6.6.2.2 Traitement orthopédique Une traction collée peut être posée à titre antalgique, en attendant une chirurgie. Le traitement orthopédique consiste en une mise en décharge sans appui pendant 3 mois.
6.6.2.3 Traitement chirurgical
Ostéosynthèse :◦Vissage dans l’axe du col fémoral.
◦Vis-plaque (type DHS, THS), clou-plaque ou clou-gamma.
Sous anesthésie, le blessé est installé sur une table orthopédique. La réduction de la fracture est obtenue par traction dans l’axe et rotation interne du membre, contrôlée sous amplificateur de brillance. L’extrémité supérieure du fémur est alors abordée par voie externe. La fracture est synthésée par une vis qui suit l’axe du col et va se fixer dans la tête. Cette vis est ensuite solidarisée à une plaque fixée à la partie externe du fémur.

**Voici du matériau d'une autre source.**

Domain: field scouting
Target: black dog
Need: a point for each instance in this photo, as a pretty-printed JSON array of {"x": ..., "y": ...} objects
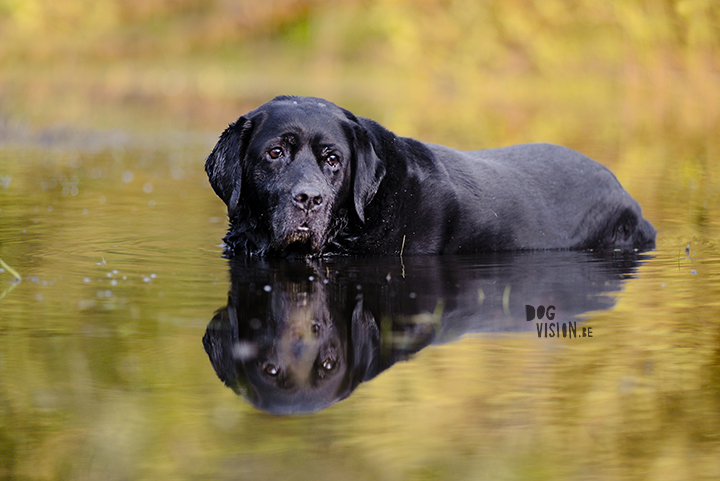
[{"x": 302, "y": 176}]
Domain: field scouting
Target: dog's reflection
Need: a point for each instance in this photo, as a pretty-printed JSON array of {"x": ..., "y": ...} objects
[
  {"x": 287, "y": 348},
  {"x": 299, "y": 335}
]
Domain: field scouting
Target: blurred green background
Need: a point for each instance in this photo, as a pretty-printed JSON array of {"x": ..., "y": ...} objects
[
  {"x": 107, "y": 109},
  {"x": 616, "y": 78}
]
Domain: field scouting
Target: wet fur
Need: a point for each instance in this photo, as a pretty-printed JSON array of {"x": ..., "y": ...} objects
[{"x": 389, "y": 194}]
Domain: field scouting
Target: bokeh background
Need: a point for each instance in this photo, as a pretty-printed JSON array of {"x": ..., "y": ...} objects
[
  {"x": 107, "y": 111},
  {"x": 616, "y": 79}
]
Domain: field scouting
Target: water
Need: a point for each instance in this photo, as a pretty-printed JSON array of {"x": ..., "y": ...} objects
[{"x": 405, "y": 368}]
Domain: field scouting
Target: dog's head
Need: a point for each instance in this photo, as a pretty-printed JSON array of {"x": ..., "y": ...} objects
[{"x": 292, "y": 172}]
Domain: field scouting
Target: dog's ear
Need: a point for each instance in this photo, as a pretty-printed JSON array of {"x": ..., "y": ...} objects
[
  {"x": 224, "y": 164},
  {"x": 369, "y": 167}
]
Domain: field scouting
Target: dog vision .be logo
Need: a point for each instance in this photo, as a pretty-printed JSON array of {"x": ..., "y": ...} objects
[{"x": 553, "y": 329}]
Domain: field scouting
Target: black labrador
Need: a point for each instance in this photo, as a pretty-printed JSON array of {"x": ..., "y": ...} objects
[{"x": 302, "y": 176}]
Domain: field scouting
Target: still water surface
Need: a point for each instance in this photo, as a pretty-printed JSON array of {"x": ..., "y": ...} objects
[{"x": 132, "y": 349}]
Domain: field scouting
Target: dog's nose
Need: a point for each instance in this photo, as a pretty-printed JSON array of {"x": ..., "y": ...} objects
[{"x": 307, "y": 197}]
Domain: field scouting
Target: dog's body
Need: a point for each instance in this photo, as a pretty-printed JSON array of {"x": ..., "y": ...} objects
[{"x": 301, "y": 176}]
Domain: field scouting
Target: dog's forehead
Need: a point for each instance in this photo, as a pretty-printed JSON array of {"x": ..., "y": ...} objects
[{"x": 312, "y": 117}]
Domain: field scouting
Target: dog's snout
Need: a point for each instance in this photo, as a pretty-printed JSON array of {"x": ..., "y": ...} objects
[{"x": 307, "y": 197}]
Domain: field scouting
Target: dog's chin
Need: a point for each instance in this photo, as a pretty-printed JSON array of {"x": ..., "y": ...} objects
[{"x": 301, "y": 242}]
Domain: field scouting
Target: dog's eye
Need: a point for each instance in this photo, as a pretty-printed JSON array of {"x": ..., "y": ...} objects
[
  {"x": 275, "y": 153},
  {"x": 271, "y": 370},
  {"x": 332, "y": 159},
  {"x": 329, "y": 364}
]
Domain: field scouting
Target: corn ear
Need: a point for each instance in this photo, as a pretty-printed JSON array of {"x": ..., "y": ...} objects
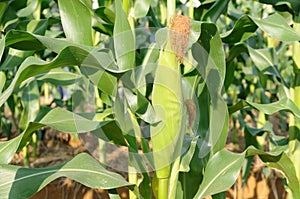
[{"x": 167, "y": 103}]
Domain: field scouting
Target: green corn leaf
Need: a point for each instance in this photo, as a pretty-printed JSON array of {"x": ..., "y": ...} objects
[
  {"x": 274, "y": 25},
  {"x": 29, "y": 9},
  {"x": 31, "y": 104},
  {"x": 283, "y": 104},
  {"x": 17, "y": 182},
  {"x": 2, "y": 80},
  {"x": 124, "y": 42},
  {"x": 220, "y": 173},
  {"x": 141, "y": 8},
  {"x": 224, "y": 167},
  {"x": 76, "y": 21}
]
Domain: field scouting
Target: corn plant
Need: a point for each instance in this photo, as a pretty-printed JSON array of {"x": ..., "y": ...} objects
[{"x": 166, "y": 79}]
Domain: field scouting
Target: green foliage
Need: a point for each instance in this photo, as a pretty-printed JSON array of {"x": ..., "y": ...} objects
[{"x": 173, "y": 118}]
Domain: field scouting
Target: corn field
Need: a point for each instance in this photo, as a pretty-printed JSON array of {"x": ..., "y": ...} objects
[{"x": 194, "y": 93}]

Prothèse cervico-céphalique monobloc type Moore ou prothèse intermédiaire à double mobilité.
6.6.3 Indications
6.6.3.1 Fractures cervicales
Fractures Garden 1 et 2Fractures stables et à faible taux d’ostéonécrose aseptique de la tête fémorale et de complication.•Ostéosynthèse : fixation en place (sans réduction) par deux vis axiales ou par une vis-plaque.
•Traitement orthopédique pour certains chez le sujet jeune.
Fractures Garden 3 et 4•Avant 60 ans : Ostéosynthèse.
Il faut tenter de préserver le capital osseux et donc conserver la tête fémorale chez ces patients jeunes.
•Après 70 ans : Prothèse.
Il faut traiter ces patients en un seul acte chirurgical et éviter de les exposer aux complications dues à la conservation de la tête fémorale, et à l’alitement prolongé.
•Entre 60 et 70 ans : Ostéosynthèse ou Prothèse.
Selon l’état physiologique du patient.
Cette présentation des indications est un peu schématique, en pratique le type de traitement envisagé dépend plus de l’âge physiologique que de l’âge civil
6.6.3.2 Fractures trochantériennes Ostéosynthèse quel que soit l’âge, dans l’immense majorité des cas.
Prothèse dans certains cas particuliers : fracture très instable ou grande ostéoporose car il existe un risque d’échec de l’ostéosynthèse (démontage, migration des vis céphaliques dans le cotyle).
6.7 Conclusions Fractures du sujet âgé ostéoporotique au décours d’une chute qu’il faut documenter, dont le pronostic est vital. Le traitement est résolument chirurgical pour redonner l’appui rapidement et sans risque de déplacement secondaire (synthèse solide ou prothèse).
En augmentation permanente du fait du vieillissement de la population : cela deviendra un vrai problème de santé publique à court terme (hospitalisation en court et moyen séjour de 3 mois quasi-systématique après traitement chirurgical). Il faudra à coup sur agir de manière préventive sur l’ostéoporose et l’ostéomalacie et sur la structure d’aval (moyens séjours de réadaptation fonctionnelle)."